Before a group of dignitaries, which included school board members, elected officials, and current and past administrators, took shovels in hand to break ground on the project, Hauser took a few minutes to tell the current student body what it could look forward to in 18 months, when the addition is expected to open. The 35,000-square foot addition, which will extend out the south side of the existing building and wrap around the west side, will include a library, regulation size gymnasium, music and chorus rooms, an auditorium, and fitness center.
“How wonderful it will be that we won’t have to have treadmills and weights on the stage,” Hauser said.
The superintendent’s description obviously unnerved at least one little boy in the audience who asked what would become of the playground during construction. “We are going to do everything we can so you can use that playground,” Hauser assured him.
Dr. Lois Morrow Horgan, who spearheaded the effort to get an addition approved by district voters in 2016 before retiring last winter, noted that the school’s population has increased significantly in recent years.
She said the school’s staff was largely responsible for that uptick in enrollment. “It is that commitment, dedication, and professionalism that led to an increase in a small, but mighty, school community by more than a third, which finally provided the momentum that was needed to encourage the Bridgehampton community to join us in ensuring a new addition to this very special building.”
Enrollment at Bridgehampton, which educates children in prekindergarten through 12th grade, remains low, at 205 students. But that figure has grown from about 150 just a few years ago and is expected to continue to increase now that Mercy High School in Riverhead and the Ross School lower campus in Bridgehampton are closing.

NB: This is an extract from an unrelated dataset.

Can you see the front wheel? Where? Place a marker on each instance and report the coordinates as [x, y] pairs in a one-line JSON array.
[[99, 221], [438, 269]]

Hauser said Bridgehampton is also seeing interest from students who attend other private schools on the East End.
In the early 1980s, enrollment at Bridgehampton dwindled. A 1985 vote to close the school failed, but the damage was done, and the school’s reputation sank with its enrollment, although those who remained committed to it would gladly sing its praises to anyone who would listen.
“As with most who entered the halls of Bridgehampton, I fell in love almost immediately with the dedicated staff and the amazing students,” Morrow Horgan said.

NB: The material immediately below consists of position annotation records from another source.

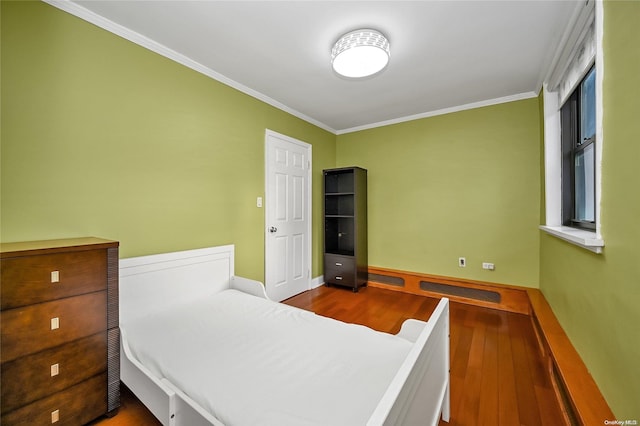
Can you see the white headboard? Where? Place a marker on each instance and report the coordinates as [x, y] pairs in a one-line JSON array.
[[155, 282]]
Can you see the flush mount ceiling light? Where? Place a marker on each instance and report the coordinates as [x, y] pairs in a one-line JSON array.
[[360, 53]]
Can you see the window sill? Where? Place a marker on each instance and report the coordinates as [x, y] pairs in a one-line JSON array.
[[579, 237]]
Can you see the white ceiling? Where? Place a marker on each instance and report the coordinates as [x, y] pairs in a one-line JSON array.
[[445, 55]]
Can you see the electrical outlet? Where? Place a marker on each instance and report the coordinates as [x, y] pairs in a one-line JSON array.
[[488, 266]]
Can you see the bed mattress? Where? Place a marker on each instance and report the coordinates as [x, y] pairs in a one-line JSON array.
[[250, 361]]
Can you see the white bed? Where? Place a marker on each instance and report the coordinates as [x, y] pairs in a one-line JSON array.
[[201, 346]]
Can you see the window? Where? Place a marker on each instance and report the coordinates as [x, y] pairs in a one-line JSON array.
[[578, 134], [573, 136]]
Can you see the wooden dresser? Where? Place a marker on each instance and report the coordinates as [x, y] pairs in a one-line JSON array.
[[60, 337]]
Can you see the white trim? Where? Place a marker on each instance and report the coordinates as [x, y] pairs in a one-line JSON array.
[[590, 240], [137, 38], [473, 105], [580, 237], [317, 282], [599, 18]]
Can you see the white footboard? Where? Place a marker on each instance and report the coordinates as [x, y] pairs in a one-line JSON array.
[[419, 393]]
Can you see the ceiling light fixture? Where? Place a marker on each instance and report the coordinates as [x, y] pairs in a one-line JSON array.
[[360, 53]]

“We have all heard some sort of spiel the last 30 years — do we want to keep this school open or not?” said school board president Ron White. “We have spoken. The community has spoken. We said, ‘We want to keep it open; we want to keep it alive.’”
That will require hard work on the part of students and their families, he told the audience, encouraging students to continue to raise the bar and their parents to get involved in school activities.

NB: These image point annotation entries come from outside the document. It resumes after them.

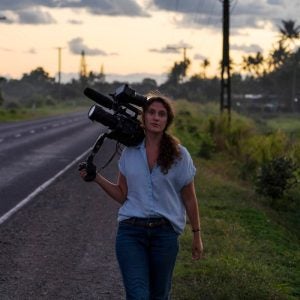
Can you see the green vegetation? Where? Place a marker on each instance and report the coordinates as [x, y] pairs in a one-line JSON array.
[[251, 241], [16, 113], [251, 247]]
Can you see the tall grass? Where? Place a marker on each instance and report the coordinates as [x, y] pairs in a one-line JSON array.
[[251, 251]]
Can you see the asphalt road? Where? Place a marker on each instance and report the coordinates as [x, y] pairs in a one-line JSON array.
[[32, 152]]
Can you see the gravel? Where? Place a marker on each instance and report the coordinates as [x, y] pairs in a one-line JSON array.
[[61, 245]]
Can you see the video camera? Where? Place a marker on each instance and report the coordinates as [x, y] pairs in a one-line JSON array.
[[121, 118]]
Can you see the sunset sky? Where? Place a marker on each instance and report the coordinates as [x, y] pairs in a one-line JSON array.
[[133, 37]]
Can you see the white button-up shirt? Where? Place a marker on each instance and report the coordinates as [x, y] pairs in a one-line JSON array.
[[151, 193]]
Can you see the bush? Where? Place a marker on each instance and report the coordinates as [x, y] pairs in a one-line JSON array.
[[276, 177]]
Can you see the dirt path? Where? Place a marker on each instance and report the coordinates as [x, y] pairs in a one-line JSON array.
[[61, 246]]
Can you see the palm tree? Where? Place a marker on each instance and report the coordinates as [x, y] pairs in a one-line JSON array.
[[205, 63], [291, 32], [253, 64], [278, 56]]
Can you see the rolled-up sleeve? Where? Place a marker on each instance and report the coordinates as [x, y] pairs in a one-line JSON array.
[[187, 169]]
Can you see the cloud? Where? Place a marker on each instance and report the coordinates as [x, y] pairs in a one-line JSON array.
[[243, 14], [75, 22], [199, 57], [34, 17], [98, 7], [172, 48], [165, 50], [76, 46], [31, 51], [253, 48]]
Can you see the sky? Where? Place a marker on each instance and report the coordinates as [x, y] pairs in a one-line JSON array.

Two students, Constantine Reilly, a fourth grader, and Aziza El, a high school junior, spoke for the student body.
Reilly described Bridgehampton as “the best school in America” and said he looked forward to the opportunities the expanded building would provide.
“It will literally change our lives forever and give both the students and the entire school community the opportunity to show off all the great work that is accomplished here,” said El.
The school’s marimba band and choruses also entertained the crowd during the event.